The British pound tumbled, 10Y gilt yields slumped and odds of a May BOE rate hike vaporized after the UK reported the weakest GDP print since 2012.
This morning, the UK's Office for National Statistics reported that Q1 GDP rose just 0.1% Q/Q, badly missing expectations of a 0.3% increase, and the lowest quarterly increase since Q4 2012. On an anual basis, the increase was just 1.2%, also missing expectations of a 1.4% rise.
While analysts had had expected a modest slow down in growth to drop from the 0.4% growth in Q4 2017, the slowdown was far bigger than expected as snow hit retail sales and disrupted building work, and raises further questions over whether the Bank of England will raise interest rates in May.
According to the FT, a sharp fall in construction output was responsible for most of the slowdown. "The sector contracted by 3.3 per cent compared to the previous quarter. Analysts had expected the industry to bear the brunt of the poor weather."
Following the news, UK money markets slashed their bets in half for a rate hike in May to 27% from 56% on Thursday. They now see the first rate increase this year in December, from November earlier.
Immediately following the data, which put the likelihood of a widely priced-in May rate hike by the BOE in doubt, the pound was hammered on the news, tumbling by 150 pips or 0.9% to 1.3791. Cable was already under pressure as U.K. Prime Minister Theresa May’s struggle to keep control of a Cabinet divided over Brexit doesn’t go unnoticed amid broad dollar strength
10Y Gilt yields similarly tumbled on the news, dropping 5bps to 1.45%.
So all this was due to a heavy snowstorm, which nobody could possibly see... take place over a month ago?
Apparently yes: chancellor Philip Hammond blamed the "Beast from the East" snowstorms as a key cause for the pullback. “Today’s data reflects some impact from the exceptional weather that we experienced last month, but our economy is strong and we have made significant progress,” he said in a statement. He was simply taking cues from Mario Draghi who yesterday blamed the European weakness on the timing of Easter and, of course, weather.
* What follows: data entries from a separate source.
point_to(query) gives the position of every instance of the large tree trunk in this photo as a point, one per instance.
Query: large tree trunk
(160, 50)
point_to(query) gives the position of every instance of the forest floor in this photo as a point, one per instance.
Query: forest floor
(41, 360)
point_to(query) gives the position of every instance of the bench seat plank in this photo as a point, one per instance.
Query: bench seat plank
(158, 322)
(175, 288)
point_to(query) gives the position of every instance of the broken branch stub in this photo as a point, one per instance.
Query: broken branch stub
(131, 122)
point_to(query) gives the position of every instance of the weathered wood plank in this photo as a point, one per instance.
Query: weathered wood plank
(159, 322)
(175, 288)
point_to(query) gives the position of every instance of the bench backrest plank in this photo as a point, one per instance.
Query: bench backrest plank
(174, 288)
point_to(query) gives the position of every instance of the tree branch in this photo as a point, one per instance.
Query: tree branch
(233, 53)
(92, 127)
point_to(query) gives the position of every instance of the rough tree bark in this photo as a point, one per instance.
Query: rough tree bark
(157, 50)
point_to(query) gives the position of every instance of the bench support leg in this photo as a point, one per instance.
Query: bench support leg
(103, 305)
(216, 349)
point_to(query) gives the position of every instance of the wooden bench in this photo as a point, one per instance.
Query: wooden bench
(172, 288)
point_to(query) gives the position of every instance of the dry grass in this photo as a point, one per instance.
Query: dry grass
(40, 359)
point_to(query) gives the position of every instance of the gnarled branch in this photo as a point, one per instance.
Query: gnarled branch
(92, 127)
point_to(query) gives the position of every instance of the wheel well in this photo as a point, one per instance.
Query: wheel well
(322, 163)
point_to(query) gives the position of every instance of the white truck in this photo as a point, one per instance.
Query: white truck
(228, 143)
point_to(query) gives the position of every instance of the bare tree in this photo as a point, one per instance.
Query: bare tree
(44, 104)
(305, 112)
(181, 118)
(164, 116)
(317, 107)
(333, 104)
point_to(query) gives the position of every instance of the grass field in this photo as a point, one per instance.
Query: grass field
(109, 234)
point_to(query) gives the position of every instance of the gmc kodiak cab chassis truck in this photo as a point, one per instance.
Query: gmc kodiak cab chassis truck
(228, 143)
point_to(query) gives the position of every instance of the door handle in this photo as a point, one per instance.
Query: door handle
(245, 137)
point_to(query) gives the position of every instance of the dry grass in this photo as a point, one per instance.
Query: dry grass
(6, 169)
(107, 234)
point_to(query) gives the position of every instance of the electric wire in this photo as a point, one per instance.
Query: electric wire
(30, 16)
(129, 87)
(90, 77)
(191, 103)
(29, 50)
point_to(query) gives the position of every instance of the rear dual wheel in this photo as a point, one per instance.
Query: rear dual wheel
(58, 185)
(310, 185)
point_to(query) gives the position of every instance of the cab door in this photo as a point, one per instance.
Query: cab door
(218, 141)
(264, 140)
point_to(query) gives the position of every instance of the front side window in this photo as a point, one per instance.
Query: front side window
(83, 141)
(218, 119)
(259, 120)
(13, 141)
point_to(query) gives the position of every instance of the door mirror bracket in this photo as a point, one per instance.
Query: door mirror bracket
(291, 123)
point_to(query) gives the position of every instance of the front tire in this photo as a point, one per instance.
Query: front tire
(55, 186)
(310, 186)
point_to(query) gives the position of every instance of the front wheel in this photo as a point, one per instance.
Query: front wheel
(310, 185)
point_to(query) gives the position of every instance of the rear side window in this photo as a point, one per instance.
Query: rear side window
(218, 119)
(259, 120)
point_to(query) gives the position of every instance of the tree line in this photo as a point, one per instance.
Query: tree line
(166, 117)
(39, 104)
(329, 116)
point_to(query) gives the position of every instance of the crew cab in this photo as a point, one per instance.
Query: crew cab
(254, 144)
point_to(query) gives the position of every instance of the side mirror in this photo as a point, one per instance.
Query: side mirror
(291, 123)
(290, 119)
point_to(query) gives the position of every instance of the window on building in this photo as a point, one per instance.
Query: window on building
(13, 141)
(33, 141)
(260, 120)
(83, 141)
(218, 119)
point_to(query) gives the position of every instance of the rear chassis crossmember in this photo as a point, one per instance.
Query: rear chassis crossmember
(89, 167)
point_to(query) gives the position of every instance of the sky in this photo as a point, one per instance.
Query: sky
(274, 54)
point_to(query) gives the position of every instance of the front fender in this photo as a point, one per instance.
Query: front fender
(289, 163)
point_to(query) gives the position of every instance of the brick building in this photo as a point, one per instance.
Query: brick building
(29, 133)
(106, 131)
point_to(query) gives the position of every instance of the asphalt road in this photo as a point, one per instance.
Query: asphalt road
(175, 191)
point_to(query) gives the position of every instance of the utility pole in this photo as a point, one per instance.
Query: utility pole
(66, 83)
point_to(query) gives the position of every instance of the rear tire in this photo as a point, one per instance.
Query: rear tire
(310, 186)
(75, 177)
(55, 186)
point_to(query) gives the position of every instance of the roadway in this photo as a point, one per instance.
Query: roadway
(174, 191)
Refuting this ridiculous explanation, the ONS said that the impact of snow on output in the first quarter was estimated to be “relatively small” and “ the soft [growth] outcome reflects pockets of weakness more broadly across the economy."
Rob Kent-Smith of the Office for National Statistics said:
Our initial estimate shows the UK economy growing at its slowest pace in more than five years, with weaker manufacturing growth, subdued consumer-facing industries and construction output falling significantly.
While the snow had some impact on the economy, particularly in construction and some areas of retail, its overall effect was limited with the bad weather actually boosting energy supply and online sales.
According to the market, the figures will prevent BOE head Mark Carney from raising rates in May. The governor of the central bank Mark Carney has already suggested that weak inflation data and a smaller increase in wage growth than expected has reduced the pressure on the BoE to increase interest rates.
As for the drop in the pound, it has been exacerbated by the relentless resurgence in the dollar in the past two weeks, leaving the UK currency at its weakest point in close to two months.